Valence Analytics: tweets

Thursday, March 6, 2014

Sochi #Olympics and #Crimea Tweets in R (and Justin Bieber?!)

Hello Readers,

With the 2014 Olympics in Sochi over, we can reflect upon the social media coverage in the Olympic Games. What were Twitter users tweeting about that involved #Olympics during the games? And read on to see how Justin Bieber pops up (I was confused/surprised too).

In other news across the pond, if you have not been stuck in a cave recently, you might have heard about Russian forces 'occupying' the southern Ukrainian island of Crimea. And here is a series of informative satellite images of Crimea and military force disposition around Ukraine. We will see what Twitter users are talking about concerning #Crimea.

The twitteR package in R has many interesting features which we will use to query tweets from the newly modified Twitter API. So be sure to double check your unique consumer and secret keys, though they should not have changed. Also verify that the URLs used in the OAuth generation includes https://, and not just http://.

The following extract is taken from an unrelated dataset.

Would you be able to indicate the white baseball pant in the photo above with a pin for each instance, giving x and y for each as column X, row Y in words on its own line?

Let us see what Twitter users have been tweeting about the Olympics and Crimea. Onward with text analysis!

Querying Tweets

In previous posts I covered retrieving tweets from the Twitter API, and transforming them into documents to be analyzed. So here I will simply show the R code, beginning with establishing a handshake with the Twitter API (use https:// with recent changes).

Setting Up OAuth

During some of the times I queried tweets I found that the number of tweets returned from the API varies from 25 to 199, even if n was set at 300. A way around was to query multiple times and join the resulting tweets together. I had no problem with the Olympics tweets however, but they were queried weeks ago during the games.

Give Me More Tweets!

For the Olympics tweets the code would simply be:

olympics <- searchTwitter("#Olympics", n=300)

Text Transformations

Next we would convert the lists to data.frames, and then to a text corpus. After they are in a text corpus, we can transform the text so we can query the words effectively. The crimea.c transformations similar to the olympics.c so they are omitted.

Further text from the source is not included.